OK, changed the default browser from Firefox to IE and then back to Firefox: Same situation as before. Didn't work neither while IE was the default browser.

Other test:

Dragging DOpus Resource Centre Index.lnk from DOpus to the Firefox browser window displays the text representation of the shortcut file:

[quote][InternetShortcut]
URL=http://resource.dopus.com/
HotKey=0
IDList=
IconFile=http://resource.dopus.com/favicon.ico
IconIndex=1
[{000214A0-0000-0000-C000-000000000046}]
Prop3=19,2[/quote]

Dragging DOpus Resource Centre Index.lnk from Windows Explorer to the Firefox browser window does the same (text representation of the shortcut file).

BUT doubleclicking DOpus Resource Centre Index.lnk in Windows Explorer opens the web page!!

Dragging DOpus Resource Centre Index.lnk from DOpus to the IE browser window opens the web page!!

Dragging DOpus Resource Centre Index.lnk from Windows Explorer to the IE browser window also opens the web page.

The only clue I can see is the URL file type as a common link between these two facts:

  1. When creating shortcuts from files in Windows Explorer the URL file type is the only exception, where a file copy is created instead of a shortcut file.

  2. The URL file type is the only file type which does not work when creating shortcuts in DOpus.

So the conclusion for me is that this has generally something to do with the URL file type which creates a problem in DOpus on my computer.

Not sure why it's not working on your machine.

At least there is a workaround: Copy the .URL files instead of creating shortcuts to them.

Leo, which IE version do you have?
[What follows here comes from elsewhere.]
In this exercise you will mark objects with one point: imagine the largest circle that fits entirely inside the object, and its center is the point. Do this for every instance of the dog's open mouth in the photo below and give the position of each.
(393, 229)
I have IE8. There's a question I asked you in a posting above which you still didn't answer, which could possibly involve IE:

When you execute a shortcut .lnk to an URL file, which is your command line? Is it

or is it

So if IE8 is the culprit, as a solution I could write my own handler program for Windows shortcuts as a replacement for ieframe.dll and associate it with shortcut files.

Thank you very much for your help!

I'm using IE8 (as per the 2nd line of my 1st reply :slight_smile:).

For me, .URL files are always passed to the commandline, never .LNK (as per the 1st line of my 2nd reply :slight_smile:).